Certificando-se de que a casa das
princesas estava vazia, o Velho entrou pelas traseiras e começou a vasculhar. O
punhal tinha de estar por ali. Encontrou-o escondido numa arca, coberto por
dezenas de alifafes, vestidos e túnicas. As suas mãos tremeram quando lhe pegou.
Lá estava a pérola no topo, a lâmina afiada e a inscrição em latim, gravada no
cabo. Sem se preocupar em ocultar o assalto, o Velho deixou a casa desarrumada
e saiu pelo mesmo sítio por onde entrara, com o produto do roubo escondido nas
vestes. Enquanto se dirigia a casa do ferreiro galego, com ar falsamente combalido,
o Velho sorria, contente consigo próprio. O Trava ia ficar a saber onde estava
a relíquia, aquela palavra em latim era a chave para a encontrar! Grato, o seu
senhor talvez lhe oferecesse umas benesses, uma boa casa onde terminar os seus
dias, uma rapariga que pudesse possuir, antes de se apagar.
Durante seis longos anos,
forçara-se a uma castidade insuportável, para não levantar suspeitas na Ordem
do Templo, mas estava na hora de colocar um ponto final naquela via sacra!
Embalado por este excitante pensamento, bateu à porta do ferreiro, que lhe
cedeu uma mula, montado na qual o Velho saiu de Coimbra. Já na estrada, deu-se
conta de que transportava na alma apenas um único agravo. Não conseguira matar
aquela velha senil, a bruxa a quem não perdoava a antiga desavença. A sua fúria
contra Sohba não se desvanecera, pelo contrário. Cada vez odiava mais aquela
mulher e cuspiu para o chão, irritado por não a ter eliminado da face da Terra.

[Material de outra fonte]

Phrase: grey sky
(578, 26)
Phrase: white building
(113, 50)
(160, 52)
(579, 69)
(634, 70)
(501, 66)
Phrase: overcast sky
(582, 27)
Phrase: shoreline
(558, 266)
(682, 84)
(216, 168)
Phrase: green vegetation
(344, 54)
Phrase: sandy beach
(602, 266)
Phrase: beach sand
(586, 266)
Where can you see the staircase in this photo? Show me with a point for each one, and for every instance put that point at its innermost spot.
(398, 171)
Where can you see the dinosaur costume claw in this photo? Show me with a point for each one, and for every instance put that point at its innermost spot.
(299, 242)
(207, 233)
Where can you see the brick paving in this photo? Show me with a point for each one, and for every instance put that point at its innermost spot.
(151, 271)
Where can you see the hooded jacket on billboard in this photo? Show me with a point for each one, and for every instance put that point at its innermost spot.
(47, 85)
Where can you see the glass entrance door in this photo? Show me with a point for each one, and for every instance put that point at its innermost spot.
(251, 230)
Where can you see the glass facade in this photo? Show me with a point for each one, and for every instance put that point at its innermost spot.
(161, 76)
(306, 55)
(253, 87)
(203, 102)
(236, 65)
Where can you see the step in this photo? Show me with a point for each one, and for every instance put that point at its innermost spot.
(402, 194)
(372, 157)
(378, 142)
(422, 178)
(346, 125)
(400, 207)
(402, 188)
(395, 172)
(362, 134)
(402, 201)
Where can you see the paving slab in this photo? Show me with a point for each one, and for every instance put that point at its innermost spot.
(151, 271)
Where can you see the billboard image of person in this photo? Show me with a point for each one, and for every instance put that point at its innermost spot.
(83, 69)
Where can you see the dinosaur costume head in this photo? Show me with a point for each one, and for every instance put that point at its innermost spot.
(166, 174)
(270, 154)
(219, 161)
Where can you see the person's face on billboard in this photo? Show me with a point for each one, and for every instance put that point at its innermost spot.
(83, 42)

Como é evidente, naquele dia o
Velho não sabia que em breve regressaria ao Sul e teria nova oportunidade para
tentar destruir a estranha e misteriosa Sohba. A bruxa ligou-nos a todos, era o
que sempre me dizia a princesa Zaida.
Coimbra, Julho de 1132
Naquele final de manhã, estávamos
reunidos com o bispo Bernardo na Sé, quando lá entrou o agitado Ramiro. Vendo-o
avançar, Afonso Henriques ergueu as sobrancelhas, curioso: haveis finalmente
encontrado a relíquia? Meu pai, meu tio Ermígio, Peres Cativo e eu próprio
mirámos o bastardo de Paio Soares. Pai, eles odeiam-me... Embora bem
mais entroncado do que no passado, Ramiro pareceu-me nervoso e baixou os olhos
quando narrou o sucedido nas margens do Nabão, onde encontrara uma companhia de
galegos empalados por Abu Zhakaria.
Que
descaramento, rugiu o príncipe de Portugal. Enviar soldados para me roubarem a
relíquia! A fúria do meu melhor amigo contra Fernão Peres Trava reacendeu-se.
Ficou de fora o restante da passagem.